- Born: May 27, 1919 Ottawa, Ontario, Canada
- Died: December 25, 2017 (aged 98) Toronto, Ontario, Canada
- Known for: Editor and academic
- Awards: Order of Canada

= Francess Halpenny =

Canadian editor and professor

Francess Georgina Halpenny (May 27, 1919 – December 25, 2017) was a Canadian editor and professor.

Born in Ottawa, she received a master's degree in English language and literature from the University of Toronto in 1941.
She joined the editorial department of the University of Toronto Press in 1941. She was appointed managing editor in 1965 and associate director (academic) in 1979. She served as dean of the Faculty of Library Science at the University of Toronto from 1972 to 1978, now known as University of Toronto Faculty of Information. From 1969 to 1988, she was a general editor of the Dictionary of Canadian Biography and promoted Canadian history on CBC Radio.

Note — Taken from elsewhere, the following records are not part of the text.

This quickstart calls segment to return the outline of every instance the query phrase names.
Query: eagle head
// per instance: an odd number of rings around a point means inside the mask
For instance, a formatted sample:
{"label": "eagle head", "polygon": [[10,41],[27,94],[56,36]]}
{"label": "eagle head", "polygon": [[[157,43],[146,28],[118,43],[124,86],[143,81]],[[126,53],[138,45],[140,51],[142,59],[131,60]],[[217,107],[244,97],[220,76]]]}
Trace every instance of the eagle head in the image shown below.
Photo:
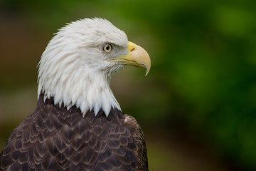
{"label": "eagle head", "polygon": [[38,97],[53,98],[55,105],[75,105],[85,113],[102,109],[108,115],[120,109],[110,83],[125,65],[146,68],[151,62],[142,47],[128,41],[124,31],[102,19],[85,19],[61,28],[39,62]]}

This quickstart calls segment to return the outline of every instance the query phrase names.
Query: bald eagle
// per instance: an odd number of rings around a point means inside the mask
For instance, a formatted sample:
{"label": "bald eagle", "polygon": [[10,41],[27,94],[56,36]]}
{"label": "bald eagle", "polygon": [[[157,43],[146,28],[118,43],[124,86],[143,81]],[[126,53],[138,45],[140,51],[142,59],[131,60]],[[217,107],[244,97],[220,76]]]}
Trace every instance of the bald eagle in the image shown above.
{"label": "bald eagle", "polygon": [[107,20],[60,28],[38,64],[36,108],[10,135],[0,170],[148,170],[142,130],[110,87],[126,65],[146,75],[149,56]]}

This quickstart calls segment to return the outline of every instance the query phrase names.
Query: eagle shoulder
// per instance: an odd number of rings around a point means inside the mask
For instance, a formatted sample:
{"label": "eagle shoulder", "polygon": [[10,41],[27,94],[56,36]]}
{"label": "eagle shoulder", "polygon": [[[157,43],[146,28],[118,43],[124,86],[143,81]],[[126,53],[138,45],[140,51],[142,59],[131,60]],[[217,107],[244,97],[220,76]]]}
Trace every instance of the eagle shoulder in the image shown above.
{"label": "eagle shoulder", "polygon": [[137,170],[149,170],[146,142],[142,128],[136,119],[127,114],[124,115],[124,125],[130,129],[132,135],[135,140],[136,150],[134,153],[137,160]]}

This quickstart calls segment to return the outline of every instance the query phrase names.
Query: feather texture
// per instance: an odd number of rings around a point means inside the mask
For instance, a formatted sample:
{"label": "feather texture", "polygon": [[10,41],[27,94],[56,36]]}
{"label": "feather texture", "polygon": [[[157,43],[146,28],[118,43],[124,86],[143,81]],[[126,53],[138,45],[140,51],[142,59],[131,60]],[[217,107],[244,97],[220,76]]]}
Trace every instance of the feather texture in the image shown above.
{"label": "feather texture", "polygon": [[143,133],[131,116],[112,109],[95,115],[54,105],[41,94],[37,108],[11,133],[1,170],[148,170]]}

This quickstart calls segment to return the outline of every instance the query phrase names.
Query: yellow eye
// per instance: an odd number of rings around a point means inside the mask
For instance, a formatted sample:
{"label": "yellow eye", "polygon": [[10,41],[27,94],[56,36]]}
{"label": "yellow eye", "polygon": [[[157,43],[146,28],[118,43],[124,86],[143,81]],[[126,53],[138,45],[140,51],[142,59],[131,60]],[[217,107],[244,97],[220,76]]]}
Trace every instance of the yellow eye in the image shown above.
{"label": "yellow eye", "polygon": [[104,45],[103,46],[103,51],[105,52],[110,52],[112,50],[112,47],[111,46],[111,44],[107,43],[105,45]]}

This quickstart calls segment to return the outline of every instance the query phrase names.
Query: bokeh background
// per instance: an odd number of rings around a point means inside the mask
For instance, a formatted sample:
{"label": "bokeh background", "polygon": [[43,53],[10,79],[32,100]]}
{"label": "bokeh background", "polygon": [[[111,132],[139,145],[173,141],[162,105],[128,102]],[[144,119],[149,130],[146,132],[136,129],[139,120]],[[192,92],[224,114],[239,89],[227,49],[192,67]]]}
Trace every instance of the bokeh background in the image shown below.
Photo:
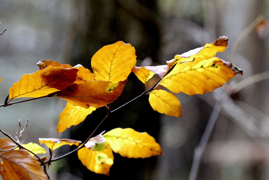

In 1979, she was made an Officer of the Order of Canada and was promoted to Companion in 1984. In 1977 she was made a Fellow of the Royal Society of Canada. She was awarded the Molson Prize in 1983 for her editorial work on the Dictionary of Canadian Biography. She has also received eleven honorary degrees from various Canadian universities. Halpenny died in December 2017 at the age of 98.